Allora perché di lavoro si continua a morire? Perché c'è un fenomeno di non poco conto che si è sviluppato nelle aziende private e di Stato, ed è la competitività. Lavorare, produrre, velocizzare tutti i vari passaggi impegnando anche i tempi di inattività. Sono le aziende che competono tra di loro, specie le multinazionali su scala mondiale, è una sorta di campionato del mondo, battere la concorrenza con ogni mezzo e fa niente se ci scappa il morto, fa parte dei costi! Operai meccanici, stranieri sottopagati, le qualifiche scomposte in varie ditte subappaltatrici, dove ogni operaio non sa ciò che fa l'altro perché appartenente ad un'altra ditta. Spesso queste ditte applicano i nuovi "contratti globali" che sono totalmente illegali. Cioè il corrispettivo figurato in busta paga, le ferie, i permessi, il monte ore lavorate e persino il corrispettivo economico sono fittizi. Figurano 40 ore alla settimana di lavoro per 800-900 euro ma in realtà si lavora dodici ore al giorno anche quattordici per 1800-2000 euro versati parzialmente in nero e niente ferie, malattia e tutti i vari diritti che il lavoro dipendente comporta. Questo tipo di ditte ha vita breve, in genere durano uno o due anni e se ci scappa il morto si sciolgono in pochissimo tempo per non invischiarsi in risarcimenti di natura civile e penale. Le sedi sono spesso in Campania, Calabria e Sicilia dove i controlli circa la competenza di tali ditte, sono pari allo zero (L'Espresso 21 Febbraio 2008). Storie di comunicati dirigenziali dove ci si complimenta col personale perché la sede italiana di quella multinazionale è terza nel mondo come produttività rapportata ai costi e dopo una settimana muore l'ennesimo operaio che va ad inglobare le 123.000 vittime, 123.494 feriti e 3.087 invalidi sul lavoro da inizio 2008 (Febbraio 2008).

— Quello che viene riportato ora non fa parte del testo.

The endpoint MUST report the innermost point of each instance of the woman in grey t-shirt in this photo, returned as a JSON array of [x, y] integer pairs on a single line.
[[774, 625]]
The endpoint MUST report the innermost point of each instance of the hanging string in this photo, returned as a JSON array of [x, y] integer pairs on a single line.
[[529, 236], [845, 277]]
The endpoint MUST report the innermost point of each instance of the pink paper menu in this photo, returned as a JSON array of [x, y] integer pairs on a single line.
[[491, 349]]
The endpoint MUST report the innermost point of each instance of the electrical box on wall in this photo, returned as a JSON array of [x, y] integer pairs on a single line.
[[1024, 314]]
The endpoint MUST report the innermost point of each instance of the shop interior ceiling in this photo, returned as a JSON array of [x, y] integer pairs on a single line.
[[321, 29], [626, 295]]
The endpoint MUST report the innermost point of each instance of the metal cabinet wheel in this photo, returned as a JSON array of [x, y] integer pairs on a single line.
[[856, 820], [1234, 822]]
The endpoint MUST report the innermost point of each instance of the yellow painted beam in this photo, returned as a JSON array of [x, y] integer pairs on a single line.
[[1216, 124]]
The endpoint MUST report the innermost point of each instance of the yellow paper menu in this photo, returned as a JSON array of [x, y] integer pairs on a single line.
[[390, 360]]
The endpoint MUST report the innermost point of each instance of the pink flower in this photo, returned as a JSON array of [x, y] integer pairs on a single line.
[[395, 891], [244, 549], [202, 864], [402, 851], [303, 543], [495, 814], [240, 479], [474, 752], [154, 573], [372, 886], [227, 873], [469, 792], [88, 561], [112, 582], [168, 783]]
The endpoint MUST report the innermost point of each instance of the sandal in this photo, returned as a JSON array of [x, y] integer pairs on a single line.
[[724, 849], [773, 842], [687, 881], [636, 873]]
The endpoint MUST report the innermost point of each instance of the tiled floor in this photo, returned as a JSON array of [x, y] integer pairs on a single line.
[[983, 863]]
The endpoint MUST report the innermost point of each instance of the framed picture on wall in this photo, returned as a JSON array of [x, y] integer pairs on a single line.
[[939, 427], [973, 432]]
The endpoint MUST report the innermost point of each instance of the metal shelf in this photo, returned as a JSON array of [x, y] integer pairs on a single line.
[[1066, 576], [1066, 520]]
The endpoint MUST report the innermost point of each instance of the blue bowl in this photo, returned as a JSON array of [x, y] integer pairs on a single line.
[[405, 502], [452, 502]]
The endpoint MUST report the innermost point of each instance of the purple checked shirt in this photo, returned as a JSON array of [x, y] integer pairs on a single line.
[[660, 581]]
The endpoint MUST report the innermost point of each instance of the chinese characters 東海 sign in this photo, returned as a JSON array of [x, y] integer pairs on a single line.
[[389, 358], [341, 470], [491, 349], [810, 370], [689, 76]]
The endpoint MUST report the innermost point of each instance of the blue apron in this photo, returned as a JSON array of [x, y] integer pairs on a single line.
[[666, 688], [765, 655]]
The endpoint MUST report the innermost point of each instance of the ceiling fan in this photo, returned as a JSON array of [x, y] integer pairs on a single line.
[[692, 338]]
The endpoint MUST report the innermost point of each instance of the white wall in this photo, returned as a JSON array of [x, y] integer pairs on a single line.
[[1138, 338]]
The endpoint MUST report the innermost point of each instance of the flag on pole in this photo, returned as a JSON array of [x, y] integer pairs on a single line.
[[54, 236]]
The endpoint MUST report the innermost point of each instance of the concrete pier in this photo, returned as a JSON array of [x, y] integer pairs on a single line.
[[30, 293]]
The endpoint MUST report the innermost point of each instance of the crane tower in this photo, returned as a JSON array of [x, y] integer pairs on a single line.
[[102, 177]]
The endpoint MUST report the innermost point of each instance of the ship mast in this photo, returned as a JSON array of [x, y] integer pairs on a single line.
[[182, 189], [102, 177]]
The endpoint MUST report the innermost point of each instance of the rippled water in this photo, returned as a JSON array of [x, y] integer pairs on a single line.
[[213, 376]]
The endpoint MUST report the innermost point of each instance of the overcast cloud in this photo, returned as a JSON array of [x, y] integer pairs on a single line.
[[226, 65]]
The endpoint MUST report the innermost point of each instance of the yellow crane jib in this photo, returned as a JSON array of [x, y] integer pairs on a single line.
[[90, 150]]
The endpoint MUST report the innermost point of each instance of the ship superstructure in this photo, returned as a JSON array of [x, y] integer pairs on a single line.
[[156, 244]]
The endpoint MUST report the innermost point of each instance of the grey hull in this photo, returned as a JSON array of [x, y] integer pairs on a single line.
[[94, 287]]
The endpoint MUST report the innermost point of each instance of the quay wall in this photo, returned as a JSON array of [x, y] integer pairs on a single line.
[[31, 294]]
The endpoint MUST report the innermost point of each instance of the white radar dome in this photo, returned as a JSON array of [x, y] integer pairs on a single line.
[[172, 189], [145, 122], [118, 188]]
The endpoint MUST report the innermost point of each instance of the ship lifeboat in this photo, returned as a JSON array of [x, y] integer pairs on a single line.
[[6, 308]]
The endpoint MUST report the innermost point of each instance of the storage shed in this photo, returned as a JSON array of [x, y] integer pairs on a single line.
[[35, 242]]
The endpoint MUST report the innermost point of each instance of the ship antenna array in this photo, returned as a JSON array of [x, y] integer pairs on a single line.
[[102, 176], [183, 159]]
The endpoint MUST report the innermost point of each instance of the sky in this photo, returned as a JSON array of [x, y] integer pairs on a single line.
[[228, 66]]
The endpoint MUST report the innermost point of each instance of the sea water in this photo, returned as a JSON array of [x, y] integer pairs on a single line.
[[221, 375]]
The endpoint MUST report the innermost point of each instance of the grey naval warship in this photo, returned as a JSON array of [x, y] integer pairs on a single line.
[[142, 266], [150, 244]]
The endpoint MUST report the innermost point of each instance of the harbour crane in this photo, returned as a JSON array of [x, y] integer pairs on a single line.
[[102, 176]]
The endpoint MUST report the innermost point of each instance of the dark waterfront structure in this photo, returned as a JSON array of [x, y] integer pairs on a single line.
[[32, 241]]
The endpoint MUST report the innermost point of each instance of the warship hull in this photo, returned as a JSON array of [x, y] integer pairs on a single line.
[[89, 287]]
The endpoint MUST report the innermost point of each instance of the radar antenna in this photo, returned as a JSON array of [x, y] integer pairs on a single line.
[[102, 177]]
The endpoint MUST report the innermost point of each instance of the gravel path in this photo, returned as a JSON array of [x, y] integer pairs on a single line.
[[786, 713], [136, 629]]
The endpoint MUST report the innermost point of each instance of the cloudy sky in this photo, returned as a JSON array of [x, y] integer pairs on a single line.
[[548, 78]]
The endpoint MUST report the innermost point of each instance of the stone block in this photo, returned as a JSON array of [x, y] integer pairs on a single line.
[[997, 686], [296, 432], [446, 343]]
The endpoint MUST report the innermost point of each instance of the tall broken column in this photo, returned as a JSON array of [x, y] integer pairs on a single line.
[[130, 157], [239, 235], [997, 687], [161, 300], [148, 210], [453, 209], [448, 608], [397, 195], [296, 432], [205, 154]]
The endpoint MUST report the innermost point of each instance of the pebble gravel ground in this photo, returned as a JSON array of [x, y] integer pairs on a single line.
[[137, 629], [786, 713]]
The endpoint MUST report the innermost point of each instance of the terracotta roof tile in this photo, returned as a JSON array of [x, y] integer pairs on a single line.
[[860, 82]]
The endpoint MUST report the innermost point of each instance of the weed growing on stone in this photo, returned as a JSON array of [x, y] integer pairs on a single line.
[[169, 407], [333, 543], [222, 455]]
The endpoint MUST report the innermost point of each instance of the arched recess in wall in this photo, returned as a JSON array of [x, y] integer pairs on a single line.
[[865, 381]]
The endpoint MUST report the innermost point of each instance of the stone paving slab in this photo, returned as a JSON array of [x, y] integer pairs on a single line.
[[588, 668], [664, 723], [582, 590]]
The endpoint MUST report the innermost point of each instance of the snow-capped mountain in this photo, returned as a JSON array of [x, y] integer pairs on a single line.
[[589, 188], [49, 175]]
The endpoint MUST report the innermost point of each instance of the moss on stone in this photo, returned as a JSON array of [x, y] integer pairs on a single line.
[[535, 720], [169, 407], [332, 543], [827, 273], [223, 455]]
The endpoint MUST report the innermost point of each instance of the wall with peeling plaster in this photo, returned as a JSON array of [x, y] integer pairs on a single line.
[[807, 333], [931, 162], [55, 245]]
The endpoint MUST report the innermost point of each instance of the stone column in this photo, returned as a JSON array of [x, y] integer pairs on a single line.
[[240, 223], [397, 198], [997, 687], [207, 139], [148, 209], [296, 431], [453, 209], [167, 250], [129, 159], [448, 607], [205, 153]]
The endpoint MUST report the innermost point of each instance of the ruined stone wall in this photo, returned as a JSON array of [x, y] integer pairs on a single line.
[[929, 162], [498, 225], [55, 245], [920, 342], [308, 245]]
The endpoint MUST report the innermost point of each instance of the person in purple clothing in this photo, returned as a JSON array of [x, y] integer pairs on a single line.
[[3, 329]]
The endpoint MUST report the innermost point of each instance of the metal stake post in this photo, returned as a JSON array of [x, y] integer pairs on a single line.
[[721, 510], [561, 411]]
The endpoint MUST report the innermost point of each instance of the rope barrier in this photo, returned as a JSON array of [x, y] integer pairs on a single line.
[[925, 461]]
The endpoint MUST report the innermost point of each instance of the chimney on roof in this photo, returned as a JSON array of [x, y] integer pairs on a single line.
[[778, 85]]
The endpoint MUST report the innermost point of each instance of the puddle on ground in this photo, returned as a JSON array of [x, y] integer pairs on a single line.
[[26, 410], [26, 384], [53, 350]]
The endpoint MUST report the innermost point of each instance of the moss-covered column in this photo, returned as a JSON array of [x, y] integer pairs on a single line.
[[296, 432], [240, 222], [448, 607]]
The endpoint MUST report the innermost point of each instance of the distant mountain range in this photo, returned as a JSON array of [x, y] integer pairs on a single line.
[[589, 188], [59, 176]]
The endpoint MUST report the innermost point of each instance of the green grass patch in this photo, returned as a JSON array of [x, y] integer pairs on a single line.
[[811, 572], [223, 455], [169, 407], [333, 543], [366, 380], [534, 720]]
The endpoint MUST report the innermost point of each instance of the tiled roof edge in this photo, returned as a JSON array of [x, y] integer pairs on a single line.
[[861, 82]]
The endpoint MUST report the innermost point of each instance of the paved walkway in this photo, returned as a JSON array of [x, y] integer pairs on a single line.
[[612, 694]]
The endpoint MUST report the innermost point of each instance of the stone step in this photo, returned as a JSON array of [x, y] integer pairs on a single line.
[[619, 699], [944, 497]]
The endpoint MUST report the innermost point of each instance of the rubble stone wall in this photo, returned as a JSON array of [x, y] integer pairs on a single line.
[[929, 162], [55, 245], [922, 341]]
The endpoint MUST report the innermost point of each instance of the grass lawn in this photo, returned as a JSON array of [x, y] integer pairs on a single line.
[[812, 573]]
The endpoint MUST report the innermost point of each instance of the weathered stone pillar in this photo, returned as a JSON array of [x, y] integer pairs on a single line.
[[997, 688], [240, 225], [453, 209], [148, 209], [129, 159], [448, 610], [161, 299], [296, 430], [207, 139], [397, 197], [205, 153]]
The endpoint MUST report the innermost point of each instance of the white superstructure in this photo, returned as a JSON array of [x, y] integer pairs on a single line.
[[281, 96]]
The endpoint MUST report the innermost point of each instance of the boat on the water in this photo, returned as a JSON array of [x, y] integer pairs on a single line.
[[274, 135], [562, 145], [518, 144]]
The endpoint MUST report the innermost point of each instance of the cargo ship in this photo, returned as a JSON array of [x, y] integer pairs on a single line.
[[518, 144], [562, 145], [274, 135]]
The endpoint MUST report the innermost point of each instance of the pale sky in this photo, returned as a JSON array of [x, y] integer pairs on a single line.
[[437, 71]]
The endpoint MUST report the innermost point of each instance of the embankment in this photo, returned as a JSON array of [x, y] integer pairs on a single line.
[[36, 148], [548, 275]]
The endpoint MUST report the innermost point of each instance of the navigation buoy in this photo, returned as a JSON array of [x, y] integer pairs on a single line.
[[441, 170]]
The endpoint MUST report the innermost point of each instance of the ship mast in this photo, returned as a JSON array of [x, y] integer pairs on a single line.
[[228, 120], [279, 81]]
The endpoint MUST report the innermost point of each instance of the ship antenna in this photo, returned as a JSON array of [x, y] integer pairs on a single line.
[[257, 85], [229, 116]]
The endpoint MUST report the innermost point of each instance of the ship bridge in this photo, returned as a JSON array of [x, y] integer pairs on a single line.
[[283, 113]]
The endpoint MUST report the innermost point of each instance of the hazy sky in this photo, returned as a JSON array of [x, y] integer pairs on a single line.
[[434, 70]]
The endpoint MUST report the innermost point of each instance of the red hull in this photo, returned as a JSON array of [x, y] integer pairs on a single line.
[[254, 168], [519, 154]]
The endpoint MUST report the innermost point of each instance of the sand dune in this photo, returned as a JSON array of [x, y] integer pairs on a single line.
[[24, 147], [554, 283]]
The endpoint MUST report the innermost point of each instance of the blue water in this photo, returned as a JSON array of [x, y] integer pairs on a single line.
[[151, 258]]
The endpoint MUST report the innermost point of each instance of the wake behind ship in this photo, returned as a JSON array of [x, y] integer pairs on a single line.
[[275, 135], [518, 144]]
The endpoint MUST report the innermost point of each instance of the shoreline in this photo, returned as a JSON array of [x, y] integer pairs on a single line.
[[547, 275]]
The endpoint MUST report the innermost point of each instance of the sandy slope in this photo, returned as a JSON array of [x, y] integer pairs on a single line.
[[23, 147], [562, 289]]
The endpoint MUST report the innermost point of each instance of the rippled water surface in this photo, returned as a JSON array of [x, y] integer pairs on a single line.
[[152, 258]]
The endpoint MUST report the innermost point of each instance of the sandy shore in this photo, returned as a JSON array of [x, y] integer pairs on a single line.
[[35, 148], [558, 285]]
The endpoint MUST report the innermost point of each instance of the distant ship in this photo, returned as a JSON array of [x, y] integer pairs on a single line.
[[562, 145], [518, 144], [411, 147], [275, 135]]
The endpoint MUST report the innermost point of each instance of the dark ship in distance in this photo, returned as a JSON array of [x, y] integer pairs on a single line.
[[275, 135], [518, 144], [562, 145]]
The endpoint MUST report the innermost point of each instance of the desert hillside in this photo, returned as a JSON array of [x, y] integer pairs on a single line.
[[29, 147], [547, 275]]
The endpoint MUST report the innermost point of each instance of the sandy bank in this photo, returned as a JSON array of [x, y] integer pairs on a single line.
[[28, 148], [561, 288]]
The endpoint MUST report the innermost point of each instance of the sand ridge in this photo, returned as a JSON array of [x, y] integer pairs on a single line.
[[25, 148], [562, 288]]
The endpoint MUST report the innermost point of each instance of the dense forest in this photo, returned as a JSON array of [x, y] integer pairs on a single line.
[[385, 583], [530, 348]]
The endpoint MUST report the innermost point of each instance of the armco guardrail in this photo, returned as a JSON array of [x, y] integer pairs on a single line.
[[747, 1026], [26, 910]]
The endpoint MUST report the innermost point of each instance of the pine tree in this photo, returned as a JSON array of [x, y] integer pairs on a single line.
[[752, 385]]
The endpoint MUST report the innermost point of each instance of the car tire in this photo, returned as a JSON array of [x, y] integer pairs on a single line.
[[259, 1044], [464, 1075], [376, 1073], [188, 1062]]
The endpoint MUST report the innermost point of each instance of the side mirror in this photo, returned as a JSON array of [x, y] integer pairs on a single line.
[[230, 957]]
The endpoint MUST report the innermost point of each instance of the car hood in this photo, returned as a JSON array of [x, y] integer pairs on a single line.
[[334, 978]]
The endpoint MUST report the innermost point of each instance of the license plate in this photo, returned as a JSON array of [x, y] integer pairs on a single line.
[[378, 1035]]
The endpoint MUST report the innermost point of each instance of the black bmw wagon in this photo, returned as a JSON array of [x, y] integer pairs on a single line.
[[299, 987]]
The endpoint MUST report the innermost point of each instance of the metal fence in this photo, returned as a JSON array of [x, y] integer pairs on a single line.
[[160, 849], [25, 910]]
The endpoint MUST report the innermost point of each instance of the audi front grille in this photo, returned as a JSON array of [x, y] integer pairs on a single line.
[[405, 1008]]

Ma la piaga dell'immigrato vittima del lavoro si fa sempre più profonda. Gli immigrati per sopravvivere, soprattutto all'inizio della loro permanenza in Italia, fanno qualsiasi lavoro spesso a prezzi ridicoli. E quante sono le patologie che colpiscono gli operai e che non rientrano nelle statistiche perché non si verificano subito, ma con gli anni? Se andate in giro nelle serre dove si coltiva di tutto, troverete che l'80% di lavoratori sono stranieri. Sono stranieri perché il contatto con i pesticidi è altamente nocivo per la salute umana, ma questo agli stranieri non viene detto, gli viene solo dato un panino che consumano nella serra, e venti euro, se va bene, quando finisce la giornata di lavoro. Poi dopo due anni ti ritrovi con un cancro alla prostata e il dottore ti chiede "ma lei è a contatto con pesticidi?" bella domanda, il problema è dimostrarlo. Ancora, storie di immigrati caduti da trenta metri e rimasti due mesi in coma, che al loro risveglio si trovano davanti alla proposta che se non denunciano vengono messi in regola. Molti accettano, e tanti dopo un mese si ritrovano senza lavoro, altri denunciano ma molte volte i reati cadono in prescrizione e così anche la possibilità, in casi di menomazione seria, di ricevere una pensione. Niente sentenza, niente pensione. Le morti bianche sono dette tali perché non causate da una diretta volontà di nessuno, ma le morti bianche in Italia si tingono sempre più di nero.